Thanks to a culture of responsible disclosure, Bitcoin developers have managed to keep their major coding mistakes quiet. For years, senior developers simply patched security holes while keeping their mouths shut and this silence prevented hackers from exploiting those vulnerabilities.
However, a new movement toward transparency is unveiling a fascinating history of coding mistakes in Bitcoin.
On January 14, 2021, Aaron van Wirdum announced the release of Bitcoin Core 0.21.0, a major upgrade of Bitcoin Core software. Wladimir van der Laan, then Bitcoin’s lead maintainer and second successor to Satoshi Nakamoto, signed the software release that merged over 600 pull requests into production and over the following weeks, miners and node operators manually upgraded their full nodes.
Fast forward to today, three and a half years since developers recommended node operators upgrade to 0.21.0. The current version of Core is 27.1.
As so much time has elapsed, they’ve decided to reveal the truth about that upgrade which not only enabled a number of positive features but also patched major bugs — including bugs that could have allowed hackers to steal bitcoin.

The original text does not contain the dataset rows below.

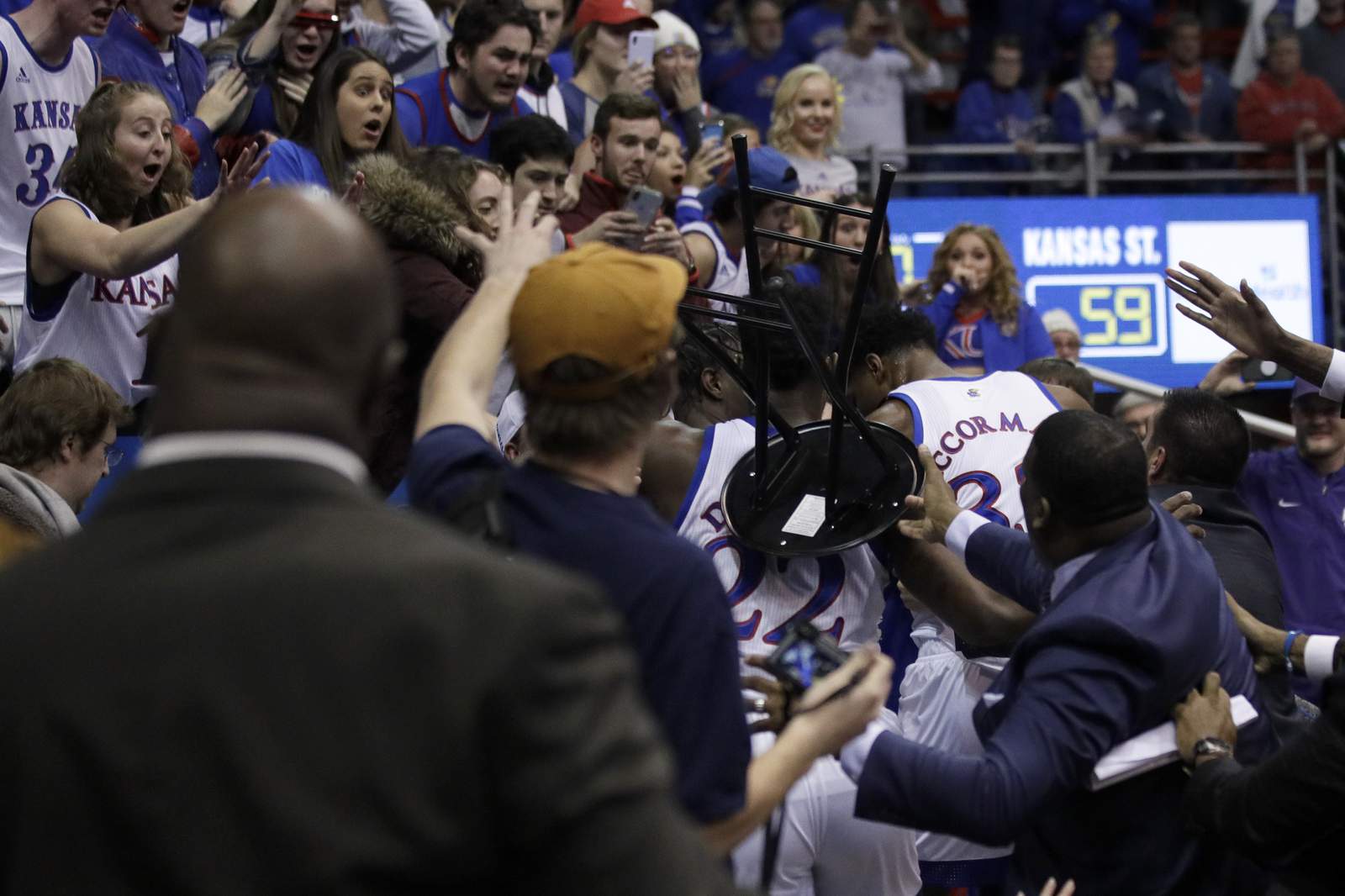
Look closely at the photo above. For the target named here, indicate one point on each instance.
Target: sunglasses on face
(320, 20)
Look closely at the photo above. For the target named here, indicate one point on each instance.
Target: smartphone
(639, 49)
(804, 656)
(1257, 370)
(645, 203)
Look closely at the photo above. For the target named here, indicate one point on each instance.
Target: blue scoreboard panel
(1102, 260)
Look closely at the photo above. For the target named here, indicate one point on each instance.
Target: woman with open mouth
(103, 252)
(279, 45)
(804, 125)
(347, 113)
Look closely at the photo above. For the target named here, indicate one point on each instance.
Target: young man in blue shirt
(488, 62)
(746, 80)
(143, 44)
(999, 111)
(591, 334)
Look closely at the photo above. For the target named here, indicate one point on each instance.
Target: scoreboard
(1102, 260)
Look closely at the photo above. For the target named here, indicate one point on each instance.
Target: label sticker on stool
(807, 517)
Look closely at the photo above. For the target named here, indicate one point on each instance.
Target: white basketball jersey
(978, 432)
(100, 323)
(40, 104)
(728, 272)
(840, 593)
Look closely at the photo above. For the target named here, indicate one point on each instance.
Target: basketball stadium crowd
(388, 389)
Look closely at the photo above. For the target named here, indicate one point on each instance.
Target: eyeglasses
(112, 454)
(320, 20)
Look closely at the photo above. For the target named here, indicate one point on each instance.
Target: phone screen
(639, 49)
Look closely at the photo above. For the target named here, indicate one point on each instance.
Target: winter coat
(436, 276)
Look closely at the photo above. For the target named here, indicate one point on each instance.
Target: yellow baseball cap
(602, 303)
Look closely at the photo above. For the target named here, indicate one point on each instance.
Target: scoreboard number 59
(1121, 315)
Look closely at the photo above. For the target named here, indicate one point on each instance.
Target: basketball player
(46, 76)
(978, 430)
(824, 848)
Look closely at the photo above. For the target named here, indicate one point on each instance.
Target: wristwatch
(1210, 747)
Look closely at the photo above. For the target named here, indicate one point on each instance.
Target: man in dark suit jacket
(1130, 614)
(1199, 443)
(248, 676)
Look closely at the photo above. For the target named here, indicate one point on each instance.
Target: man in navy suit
(1131, 618)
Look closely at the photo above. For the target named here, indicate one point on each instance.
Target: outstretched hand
(239, 179)
(522, 241)
(356, 192)
(1237, 316)
(928, 515)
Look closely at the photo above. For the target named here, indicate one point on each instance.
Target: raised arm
(410, 33)
(1242, 319)
(65, 240)
(462, 372)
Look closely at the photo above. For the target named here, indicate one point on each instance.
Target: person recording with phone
(603, 64)
(615, 203)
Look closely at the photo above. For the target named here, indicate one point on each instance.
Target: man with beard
(625, 136)
(488, 61)
(1298, 494)
(46, 69)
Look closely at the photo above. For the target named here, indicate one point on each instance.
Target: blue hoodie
(128, 55)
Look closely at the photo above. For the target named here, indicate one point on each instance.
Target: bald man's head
(286, 320)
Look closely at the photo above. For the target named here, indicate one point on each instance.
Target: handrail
(1093, 172)
(1257, 423)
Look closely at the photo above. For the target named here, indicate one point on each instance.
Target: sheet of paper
(807, 517)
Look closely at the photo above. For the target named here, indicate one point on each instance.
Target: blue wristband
(1289, 649)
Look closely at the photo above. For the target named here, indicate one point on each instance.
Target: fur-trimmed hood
(408, 212)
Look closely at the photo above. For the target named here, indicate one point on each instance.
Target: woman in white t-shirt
(103, 252)
(804, 125)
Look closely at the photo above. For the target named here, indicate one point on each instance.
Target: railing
(1257, 423)
(1073, 168)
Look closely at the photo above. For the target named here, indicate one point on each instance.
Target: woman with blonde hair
(981, 320)
(103, 250)
(804, 125)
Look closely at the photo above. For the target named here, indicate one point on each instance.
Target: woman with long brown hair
(979, 318)
(837, 273)
(279, 45)
(103, 252)
(349, 112)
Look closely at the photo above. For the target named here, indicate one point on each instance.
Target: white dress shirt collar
(272, 445)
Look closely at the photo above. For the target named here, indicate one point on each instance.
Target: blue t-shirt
(741, 84)
(814, 30)
(424, 111)
(663, 586)
(291, 165)
(1304, 514)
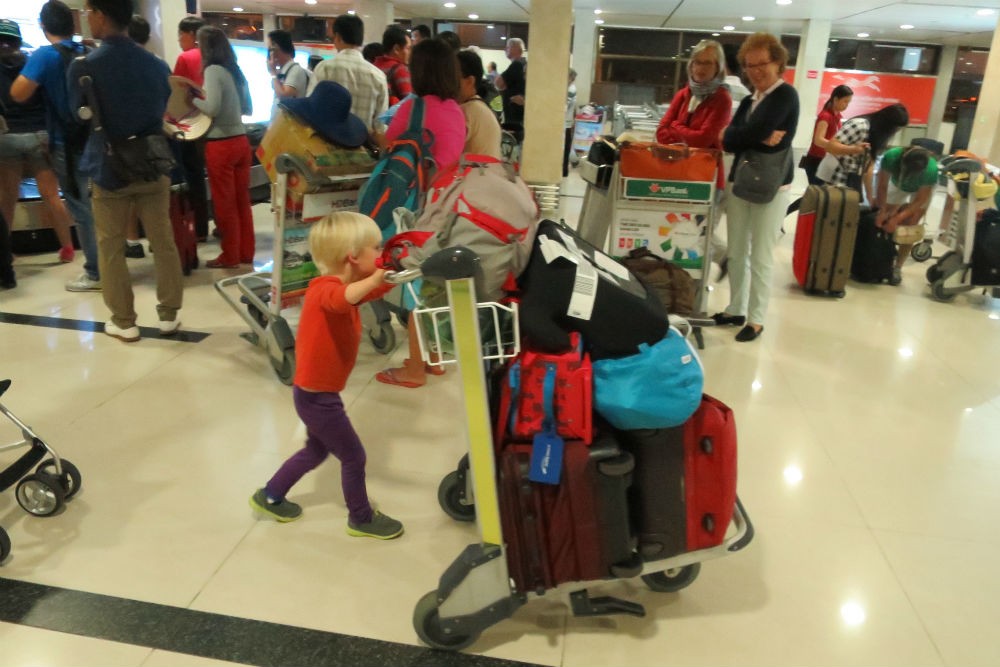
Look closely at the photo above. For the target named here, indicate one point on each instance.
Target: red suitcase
(182, 221)
(684, 487)
(575, 531)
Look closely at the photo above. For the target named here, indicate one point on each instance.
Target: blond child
(344, 247)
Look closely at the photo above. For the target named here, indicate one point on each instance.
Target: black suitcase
(874, 251)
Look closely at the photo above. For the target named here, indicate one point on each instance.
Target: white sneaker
(170, 327)
(83, 284)
(128, 335)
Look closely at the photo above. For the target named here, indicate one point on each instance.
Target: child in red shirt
(344, 247)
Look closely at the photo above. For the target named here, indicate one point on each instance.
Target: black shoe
(721, 319)
(723, 269)
(748, 333)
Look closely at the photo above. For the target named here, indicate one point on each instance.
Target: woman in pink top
(434, 74)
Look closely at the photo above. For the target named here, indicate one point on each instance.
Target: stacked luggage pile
(605, 461)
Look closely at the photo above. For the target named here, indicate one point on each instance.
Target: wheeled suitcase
(874, 251)
(684, 485)
(824, 239)
(577, 530)
(183, 223)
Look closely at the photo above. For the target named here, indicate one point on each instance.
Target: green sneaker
(284, 511)
(381, 527)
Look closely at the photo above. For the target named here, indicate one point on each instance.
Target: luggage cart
(260, 297)
(40, 493)
(476, 591)
(952, 273)
(674, 219)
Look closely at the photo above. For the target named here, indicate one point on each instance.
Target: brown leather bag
(673, 285)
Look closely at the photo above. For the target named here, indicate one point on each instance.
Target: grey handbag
(758, 174)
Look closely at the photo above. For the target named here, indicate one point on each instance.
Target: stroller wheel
(4, 545)
(40, 494)
(71, 479)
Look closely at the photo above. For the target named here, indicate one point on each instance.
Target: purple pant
(328, 431)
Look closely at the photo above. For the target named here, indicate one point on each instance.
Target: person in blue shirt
(129, 89)
(45, 71)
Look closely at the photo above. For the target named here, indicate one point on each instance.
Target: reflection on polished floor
(868, 462)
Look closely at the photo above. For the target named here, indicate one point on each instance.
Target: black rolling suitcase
(825, 238)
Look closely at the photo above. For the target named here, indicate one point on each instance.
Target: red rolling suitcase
(577, 530)
(182, 222)
(684, 485)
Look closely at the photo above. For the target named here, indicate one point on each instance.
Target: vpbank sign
(644, 188)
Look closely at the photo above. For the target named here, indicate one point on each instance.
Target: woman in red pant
(227, 152)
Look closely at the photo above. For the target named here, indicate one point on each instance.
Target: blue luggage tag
(547, 446)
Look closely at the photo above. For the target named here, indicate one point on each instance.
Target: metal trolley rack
(476, 591)
(952, 273)
(260, 297)
(674, 219)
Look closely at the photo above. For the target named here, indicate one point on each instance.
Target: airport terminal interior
(867, 464)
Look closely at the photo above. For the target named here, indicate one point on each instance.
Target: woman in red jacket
(697, 116)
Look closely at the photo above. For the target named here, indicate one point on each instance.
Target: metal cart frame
(476, 590)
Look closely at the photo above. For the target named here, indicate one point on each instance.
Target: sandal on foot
(388, 376)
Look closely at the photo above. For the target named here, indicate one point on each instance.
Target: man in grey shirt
(288, 78)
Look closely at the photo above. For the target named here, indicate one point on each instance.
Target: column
(809, 67)
(377, 14)
(946, 70)
(584, 45)
(545, 98)
(985, 140)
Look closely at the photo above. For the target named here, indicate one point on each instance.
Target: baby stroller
(46, 490)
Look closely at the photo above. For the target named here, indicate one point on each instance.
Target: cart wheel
(450, 493)
(938, 290)
(285, 369)
(384, 339)
(427, 623)
(40, 494)
(4, 545)
(670, 581)
(922, 251)
(70, 480)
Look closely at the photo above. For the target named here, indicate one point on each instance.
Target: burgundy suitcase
(182, 221)
(684, 485)
(577, 530)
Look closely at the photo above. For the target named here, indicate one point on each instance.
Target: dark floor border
(96, 327)
(208, 635)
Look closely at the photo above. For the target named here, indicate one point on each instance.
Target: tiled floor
(870, 448)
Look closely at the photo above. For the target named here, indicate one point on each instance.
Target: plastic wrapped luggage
(824, 239)
(569, 285)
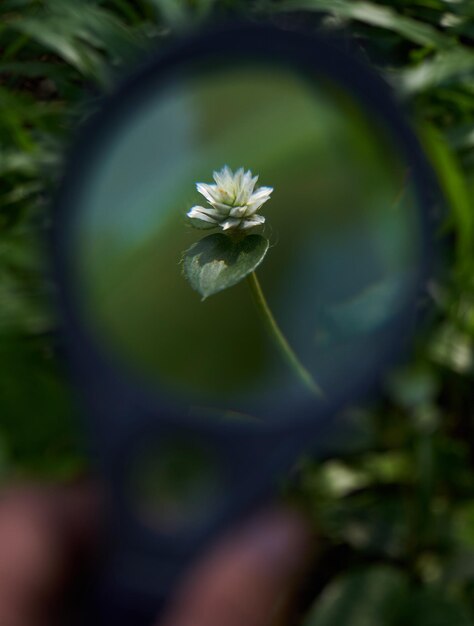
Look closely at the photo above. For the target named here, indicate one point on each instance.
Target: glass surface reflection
(342, 223)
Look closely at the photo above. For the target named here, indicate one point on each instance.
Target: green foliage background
(396, 508)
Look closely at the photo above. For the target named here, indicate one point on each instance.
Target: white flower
(234, 203)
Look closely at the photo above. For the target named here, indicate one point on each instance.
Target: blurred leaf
(461, 214)
(218, 261)
(370, 597)
(430, 607)
(374, 15)
(446, 66)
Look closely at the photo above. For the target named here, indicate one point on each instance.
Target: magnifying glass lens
(341, 225)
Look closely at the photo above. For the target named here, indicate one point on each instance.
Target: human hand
(245, 579)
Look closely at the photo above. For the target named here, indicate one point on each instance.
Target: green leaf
(374, 15)
(455, 188)
(368, 597)
(219, 261)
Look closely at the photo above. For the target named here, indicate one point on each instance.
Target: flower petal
(210, 192)
(230, 223)
(238, 211)
(224, 209)
(206, 215)
(223, 177)
(257, 199)
(254, 220)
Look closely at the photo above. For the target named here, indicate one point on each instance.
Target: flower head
(234, 200)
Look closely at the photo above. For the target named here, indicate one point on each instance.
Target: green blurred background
(395, 508)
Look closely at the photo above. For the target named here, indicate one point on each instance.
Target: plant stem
(280, 340)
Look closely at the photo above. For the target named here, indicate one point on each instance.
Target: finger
(42, 533)
(246, 578)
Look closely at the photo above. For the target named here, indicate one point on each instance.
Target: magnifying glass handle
(114, 607)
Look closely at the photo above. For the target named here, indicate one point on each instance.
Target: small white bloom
(233, 199)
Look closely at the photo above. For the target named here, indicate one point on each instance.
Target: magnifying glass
(242, 243)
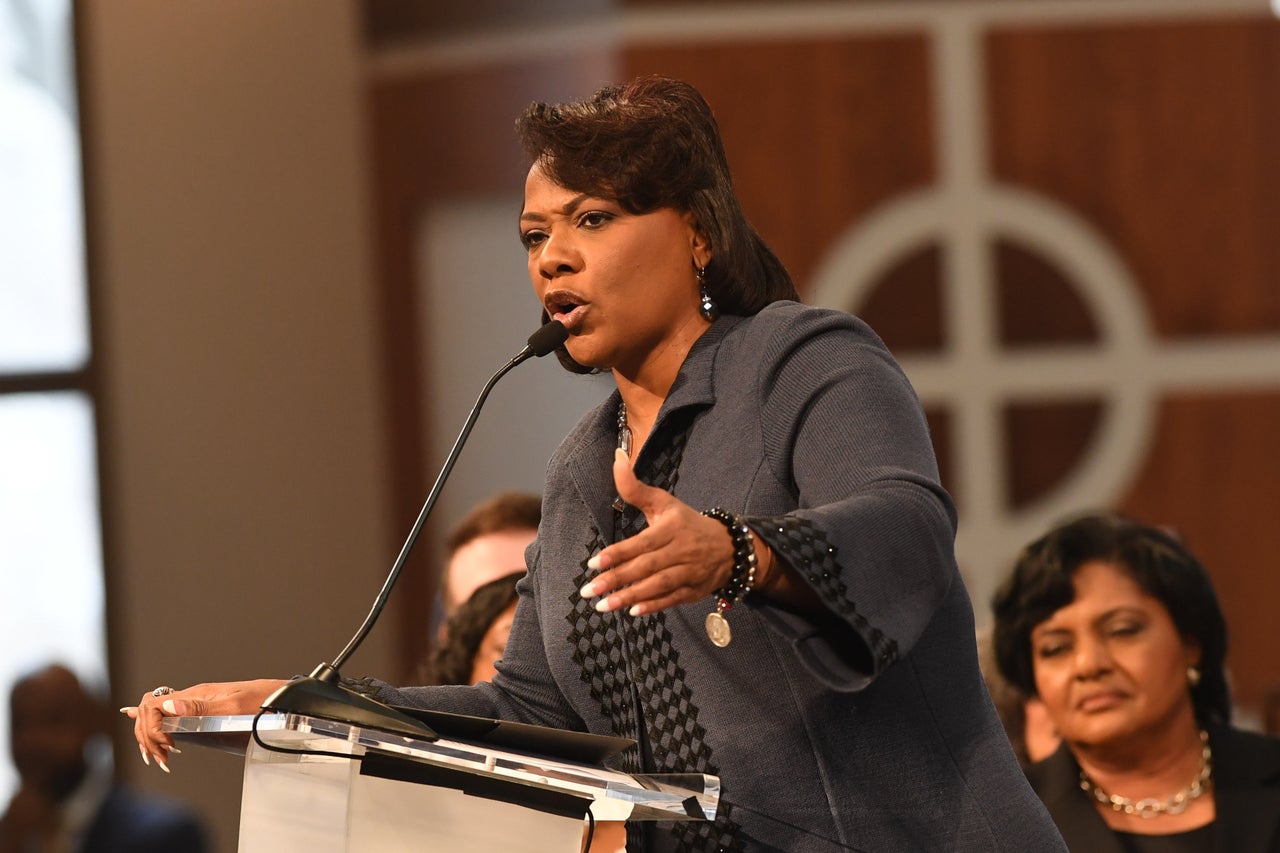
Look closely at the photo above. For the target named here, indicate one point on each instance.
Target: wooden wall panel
(1160, 135)
(1164, 136)
(818, 132)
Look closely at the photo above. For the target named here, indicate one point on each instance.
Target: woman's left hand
(680, 557)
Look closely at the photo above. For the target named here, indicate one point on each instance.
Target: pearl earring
(708, 308)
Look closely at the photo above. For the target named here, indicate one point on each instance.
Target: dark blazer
(1246, 794)
(869, 729)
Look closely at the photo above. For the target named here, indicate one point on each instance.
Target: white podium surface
(387, 792)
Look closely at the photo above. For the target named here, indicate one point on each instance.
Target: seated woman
(1116, 628)
(476, 634)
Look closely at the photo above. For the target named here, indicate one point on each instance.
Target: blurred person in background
(1025, 719)
(1116, 628)
(68, 801)
(488, 543)
(475, 634)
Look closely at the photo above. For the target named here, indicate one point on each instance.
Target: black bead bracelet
(741, 579)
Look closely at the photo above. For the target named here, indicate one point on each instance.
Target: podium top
(616, 796)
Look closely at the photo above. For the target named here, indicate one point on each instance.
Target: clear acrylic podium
(385, 792)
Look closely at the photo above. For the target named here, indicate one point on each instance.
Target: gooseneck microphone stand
(321, 694)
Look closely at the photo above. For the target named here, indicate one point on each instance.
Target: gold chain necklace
(1151, 806)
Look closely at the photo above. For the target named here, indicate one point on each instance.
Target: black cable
(590, 829)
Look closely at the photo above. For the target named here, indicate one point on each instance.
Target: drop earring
(708, 308)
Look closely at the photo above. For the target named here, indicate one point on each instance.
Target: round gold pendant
(717, 629)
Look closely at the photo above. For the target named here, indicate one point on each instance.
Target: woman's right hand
(199, 701)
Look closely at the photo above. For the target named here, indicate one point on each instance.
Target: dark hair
(1010, 702)
(1041, 583)
(452, 661)
(503, 511)
(654, 144)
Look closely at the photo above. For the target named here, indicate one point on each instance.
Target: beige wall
(242, 427)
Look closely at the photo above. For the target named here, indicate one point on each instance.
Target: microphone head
(547, 338)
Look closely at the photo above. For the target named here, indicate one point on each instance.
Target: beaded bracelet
(741, 579)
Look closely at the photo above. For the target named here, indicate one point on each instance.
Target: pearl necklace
(1152, 807)
(624, 445)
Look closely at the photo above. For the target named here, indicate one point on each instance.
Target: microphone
(320, 693)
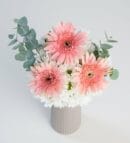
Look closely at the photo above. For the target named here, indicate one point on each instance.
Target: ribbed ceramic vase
(66, 120)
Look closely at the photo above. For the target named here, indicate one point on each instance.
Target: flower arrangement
(67, 67)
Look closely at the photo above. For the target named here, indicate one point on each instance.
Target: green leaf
(18, 46)
(115, 74)
(22, 30)
(29, 63)
(29, 54)
(13, 42)
(22, 21)
(106, 46)
(20, 57)
(22, 49)
(11, 36)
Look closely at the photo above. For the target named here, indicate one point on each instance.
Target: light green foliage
(28, 47)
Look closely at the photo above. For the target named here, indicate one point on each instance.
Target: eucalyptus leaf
(20, 57)
(22, 30)
(28, 63)
(29, 54)
(18, 46)
(13, 42)
(115, 74)
(11, 36)
(31, 35)
(22, 21)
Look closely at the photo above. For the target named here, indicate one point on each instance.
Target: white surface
(24, 119)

Wisely, developers stayed quiet while most node operators upgraded to 0.21.0 or above.
Today, Core versions like 21.0 and prior are considered ‘end of life’ in developer-speak. That means that they’re no longer maintained and their use by node operators is de minimis. Indeed, over 90% of Bitcoin nodes run software version 0.21.1 or above. There are still approximately 400 reachable nodes that still run version 0.21.1 — only slightly above this week’s disclosure — and have refused to upgrade for years.
Read more: Is it illegal to operate a Bitcoin Lightning node?
A new vulnerability disclosure policy
Many Bitcoin Core developers have adopted a new policy of security vulnerability disclosures. In early June, many agreed that it’s safe to disclose major safety issues that have been patched for at least 1.5 years. That policy permits them to disclose security bugs all the way through Bitcoin Core version 24.
They are proceeding deliberately from the beginning, starting with this week’s disclosure of major bugs affecting version 20 and below.
This disclosure affects approximately 426 nodes that are reachable today on the public Bitcoin network. This curious cohort runs four-year-old Core version 0.20.1 and is affected by the recently unveiled security bugs.
Here are the 10 mistakes that Bitcoin developers have admitted this week.
- Remote code execution due to bug in miniupnpc, patched with Core 0.12.
- Node crash denial-of-service from multiple peers with large messages, patched with Core 0.10.1.
- Censorship of unconfirmed transactions, patched with Core 0.21.0.
- Unbound ban list CPU/memory denial-of-service, patched with Core 0.20.1.
- Netsplit from excessive time adjustment, patched with Core 0.21.0.
- CPU denial-of-service and node stalling from orphan handling, patched with Core 0.18.0.
- Memory denial-of-service from large ‘inv’ messages, patched with Core 0.20.0.
- Memory denial-of-service using low-difficulty headers, patched with Core 0.15.0.
- CPU-wasting denial-of-service due to malformed requests, patched with Core 0.20.0.
- Memory crash in parsing BIP72 URIs, patched with Core 0.20.0.
Read more: Bitcoin Optech celebrates years of major fixes to Bitcoin vulnerabilities
Old yet serious mistakes
Most of these bugs would, if a node ran old versions of Core software, allow direct theft of funds if that node had bitcoin on the Lightning network. For example, denial-of-service and transaction censorship attacks would allow a hacker to prevent a node from broadcasting a justice transaction, allowing the hacker to close a Lightning channel with that node and steal all its bitcoin.
One bug (netsplit from excessive time adjustment) was even more serious, as it could allow an attacker to hard-fork a node’s version of Bitcoin and, therefore, possibly introduce a double-spending problem.
Later this month, developers intend to disclose patched bugs prior to Bitcoin Core version 22.0 and in August will disclose patched bugs prior to Core v23.0.